A vida ficava cada vez mais difícil: ele perdia a mobilidade, a fala, tinha momentos dolorosos… mas nunca reduziu sua estatura humana. As exigências de seu coração continuavam vivas, queria viver intensamente as circunstâncias, dizendo “sim” ao Mistério. Ele sabia que Cristo tinha passado por elas vencendo. É por isso que dizia: «Deus não mostra seu amor apenas quando nos dá coisas boas, mas também quando permite coisas de que não gostamos», e essa certeza do amor que Deus lhe dava era perceptível em seu estado de espírito. Um dia, quando se sentiu melhor, ele disse: «É como se a Virgem Maria, São José e São Ricardo Pampuri me dissessem: ‘Nós nos preocupamos com você, vá em frente, estamos fazendo o nosso melhor!’». Mas um dia descobri que ele também estava sentindo outro tipo de dor. Estava muito triste, e eu lhe perguntei: «Há algo que não vai bem, está passando mal?» Ele respondeu: «Não tenho nada fisicamente, mas não suporto a ideia de que tantas pessoas não conhecem Cristo».

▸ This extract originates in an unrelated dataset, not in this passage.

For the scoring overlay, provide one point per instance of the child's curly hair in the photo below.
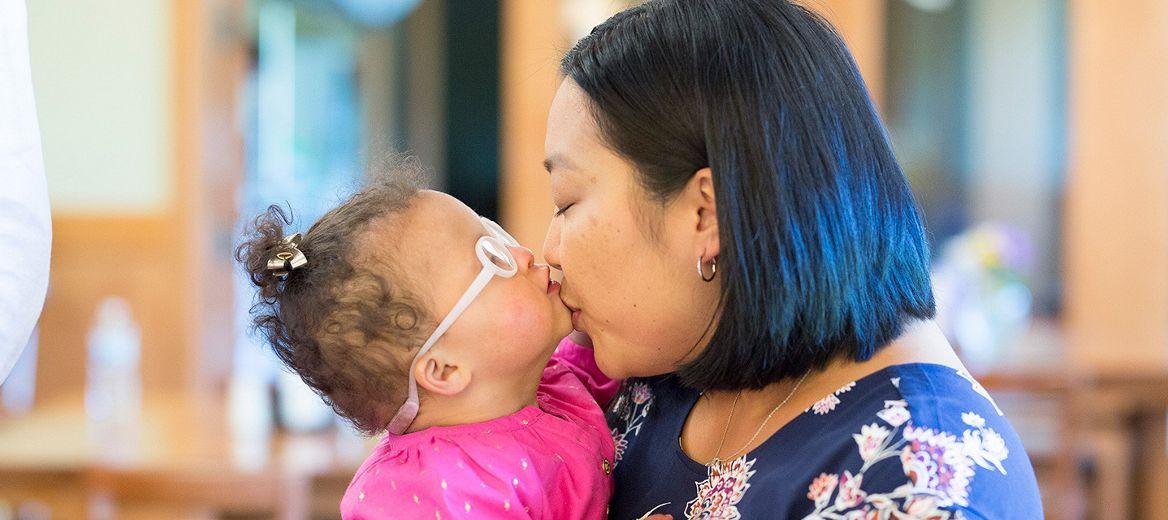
(346, 323)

Vi como ele vivia por Cristo e em Cristo no seu último dia onomástico, São Luís Gonzaga. Ele estava agora muito mal e me disse: «Pouca vida me resta, mas, até meu último suspiro, meu primeiro sentimento continuará sendo gratidão, porque esta vida vem dele» (cf. ibidem, p. 1175). Ele me deixou pensativa. O comum nessas situações é ouvir dizerem: «Esta vida não é vida, se é para viver assim, é melhor morrer…». Em vez disso, seu primeiro sentimento era a gratidão, o reconhecimento de Deus como a fonte que comunicava a vida ao seu ser.

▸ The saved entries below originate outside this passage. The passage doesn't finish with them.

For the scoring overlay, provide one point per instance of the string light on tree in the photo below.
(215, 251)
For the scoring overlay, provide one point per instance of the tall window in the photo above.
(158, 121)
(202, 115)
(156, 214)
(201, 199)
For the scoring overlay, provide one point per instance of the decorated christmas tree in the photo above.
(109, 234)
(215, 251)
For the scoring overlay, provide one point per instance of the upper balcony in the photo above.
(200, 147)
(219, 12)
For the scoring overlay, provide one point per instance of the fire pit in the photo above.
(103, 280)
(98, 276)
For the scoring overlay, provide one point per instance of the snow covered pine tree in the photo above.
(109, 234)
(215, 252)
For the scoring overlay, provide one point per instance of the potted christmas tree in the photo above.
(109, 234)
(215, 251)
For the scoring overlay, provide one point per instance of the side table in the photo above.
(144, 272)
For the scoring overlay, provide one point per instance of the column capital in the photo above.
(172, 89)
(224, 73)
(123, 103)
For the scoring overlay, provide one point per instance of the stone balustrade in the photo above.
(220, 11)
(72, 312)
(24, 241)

Outro momento chave para entender quem Cristo era para ele foi quando viveu um período de inatividade, o que é bastante comum em pacientes com Parkinson. Acontece de repente, sem aviso, os pacientes ficam como que sem bateria, completamente descarregados. Quando ele saiu daquele transe, eu lhe disse: «Quando você está assim, deve se sentir muito sozinho». Ele respondeu: «Eu nunca estou sozinho, pois Cristo é o companheiro indivisível de meu eu». Eu quis manter essas palavras em mim por todos os dias da minha vida.
Um dia decisivo
Houve um momento que me marcou muito. Em outubro de 2004 ele teve um dia muito difícil, e à noite, quando tudo acabou, me disse: «Que raio de dia!» Era assim, um homem realista, mas logo depois acrescentou: «Mas se viver este dia fazendo o possível por atravessar estas circunstâncias, ao viver as ocasiões que o Mistério permite, tenho a certeza indomável de que irei avançar melhor e mais depressa para o Destino que um dia eu irei ver, muito melhor do que todos os meus projetos para viver este dia. Por isso este dia é bonito, porque é verdadeiro» (ibidem, p. 1175). Como vocês podem imaginar, quando ouvi isso, depois de um dia tão terrível – e não foi o único –, entendi que ele vivia a vida como uma oferta, com confiança ilimitada no desígnio do Pai. Ele sentia que o encontro definitivo estava agora próximo, e ao mesmo tempo aceitava Sua vontade, sabendo que tudo era para o seu bem, e ardentemente desejando colaborar na obra redentora de Cristo.